“A History of Hunger” recieved the Gertrude Posner Spencer Prize for Non-Fiction from Smith College in 2011.
I am elbow-deep in a cooling pot of water full of boiled tomatoes, grasping them with my small fingers and sliding them from their skin. My grandmother and I are preparing tomato sauce from the plum tomatoes that have been growing all summer in the back garden and the kitchen is steamed over. If you take the hot tomatoes from the pot and then hold them under cold water, their loosened skins slide off easily. I help peel them, piling the tomatoes into another pot to be cooked down into sauce. We will have fresh tomato sauce all winter from these summer plants.
Bits of the red skin cling to my hands, flecks of bright tomato against my wrinkled hands. Sometimes it looks like my hands are bleeding, but I rinse them under the cold water and feel the shock of temperature change that makes my skin turn pink.
I don’t like tomato sauce much, but I am enamored with the process, the transformation. The tomatoes are so different without skin, still self-contained, but looking like a scraped knee. I remember the time I tripped on the little steps in the rock garden and gashed my knee open. Just like a tomato, the layers peeled away.
* * *
Look backwards, beneath. My great-grandmother stood in this same kitchen, with the same stove decades ago. The old refrigerator is in the basement now, but the cabinets and floor tiles are unchanged from when my great-grandparents lived in this house, young German immigrants, upstarts in a New World. This was the early 1900s and they arrived here, doing odd jobs. This house, the small bit of land next to it that sticks out incongruously against all of the single houses with barely any yards, was my great-grandfather’s plant nursery. R. Neumann’s nursery, back when our last name still had two “n’s” at the end. Did my great-grandmother cook tomatoes the same way? Did she have anyone to help her?
This is perhaps my greatest joy – that I am the one who can help. I have one cousin, but he is younger and a boy, and he does not come to my grandmother’s house all the time. Only I do and only I get to help this way. My great-grandmother had no daughters, only my grandfather, just one son, and who was there to help her in the kitchen if he was out in the garden? Once she had a foster child, a little girl, but they could not keep her and it broke my great-grandmother’s heart.

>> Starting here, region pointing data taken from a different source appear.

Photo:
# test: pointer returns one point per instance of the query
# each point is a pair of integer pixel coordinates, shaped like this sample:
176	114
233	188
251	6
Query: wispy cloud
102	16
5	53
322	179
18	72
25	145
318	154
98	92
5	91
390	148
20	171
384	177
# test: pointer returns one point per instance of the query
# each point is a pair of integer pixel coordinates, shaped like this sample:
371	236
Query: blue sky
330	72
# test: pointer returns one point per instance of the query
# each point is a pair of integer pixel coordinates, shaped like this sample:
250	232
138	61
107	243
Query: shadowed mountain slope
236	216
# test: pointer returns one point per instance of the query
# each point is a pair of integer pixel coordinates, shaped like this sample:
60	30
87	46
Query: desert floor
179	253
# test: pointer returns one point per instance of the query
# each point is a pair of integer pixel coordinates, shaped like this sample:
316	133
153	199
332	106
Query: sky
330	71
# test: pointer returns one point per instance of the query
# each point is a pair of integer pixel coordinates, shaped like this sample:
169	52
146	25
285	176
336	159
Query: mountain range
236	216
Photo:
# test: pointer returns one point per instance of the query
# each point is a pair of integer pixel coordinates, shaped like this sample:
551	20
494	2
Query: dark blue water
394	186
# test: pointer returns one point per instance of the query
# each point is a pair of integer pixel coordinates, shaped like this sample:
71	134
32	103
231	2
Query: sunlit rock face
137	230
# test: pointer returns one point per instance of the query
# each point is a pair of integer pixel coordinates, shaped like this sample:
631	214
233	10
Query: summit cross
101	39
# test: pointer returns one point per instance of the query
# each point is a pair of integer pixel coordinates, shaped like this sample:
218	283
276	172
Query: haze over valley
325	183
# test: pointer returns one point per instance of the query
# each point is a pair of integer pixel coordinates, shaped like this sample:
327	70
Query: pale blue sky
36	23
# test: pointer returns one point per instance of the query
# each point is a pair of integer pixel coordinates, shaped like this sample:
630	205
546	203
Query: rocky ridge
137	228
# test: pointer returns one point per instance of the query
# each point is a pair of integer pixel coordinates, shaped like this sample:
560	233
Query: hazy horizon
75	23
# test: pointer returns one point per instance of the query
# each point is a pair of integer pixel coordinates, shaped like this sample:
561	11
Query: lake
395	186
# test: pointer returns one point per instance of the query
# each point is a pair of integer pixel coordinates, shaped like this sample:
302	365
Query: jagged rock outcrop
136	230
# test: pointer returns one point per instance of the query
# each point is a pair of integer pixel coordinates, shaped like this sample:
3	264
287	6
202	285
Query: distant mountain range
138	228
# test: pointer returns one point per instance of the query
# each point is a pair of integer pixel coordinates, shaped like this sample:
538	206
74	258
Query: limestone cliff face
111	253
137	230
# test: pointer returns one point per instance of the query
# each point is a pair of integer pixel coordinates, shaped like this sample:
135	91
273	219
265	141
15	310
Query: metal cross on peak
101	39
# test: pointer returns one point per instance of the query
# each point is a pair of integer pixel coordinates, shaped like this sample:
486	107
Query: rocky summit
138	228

I will never break my grandmother’s heart. This is the one promise I make myself.
* * *
Sometimes I think I break my grandmother’s heart every time I refuse lamb stew or roast pork or gravy, when I profess to hating butter on my vegetables or disliking whipped cream. I can tell she does not know how to feed me anymore and this is a struggle. And yet, I live with her for a summer and we talk over shared meals, or at least shared meal space. I cook vegetarian dishes in the basement, meet her upstairs, and we recount our days. I may not eat her food anymore, but I can feel her pride in the dishes I produce, the creativity of the meals even though the ingredients are always similar. I may refuse what I was raised on, but I have taken something away of which she can be proud. A picky eater with a sharp palate and a good eye, who will always know at least how to feed herself.
* * *
I am terrible at feeding myself. Unsupervised, I will skip meals and sip bitter tea. I watch the layers of self peel away, raw, as my bones press through my skin, banging into things. And yet, as I get smaller, I feel more powerful. I have been busy hiding myself for years and it’s easier to hide fifteen pounds less of person. Easier to skirt by, one would think.
I am never hungry.
I am always hungry, and food will do nothing.
For the last several years there has been no preparing of the tomatoes for sauce. We stir it up from cans in slow cookers rather than spending hours in the white and yellow kitchen. There is no super-abundance that we will freeze for the winter. There is not even a house in which to keep the freezer or the old stove with all of its measurements rubbed off, leaving us guessing at the heat.
There is no place for me to plant my feet and dip my hands into the deep, cooling water flecked with tomato flesh. There was only one kitchen for this. There was only one girl who knew how to do that work and when those top layers fell away no one could see her anymore.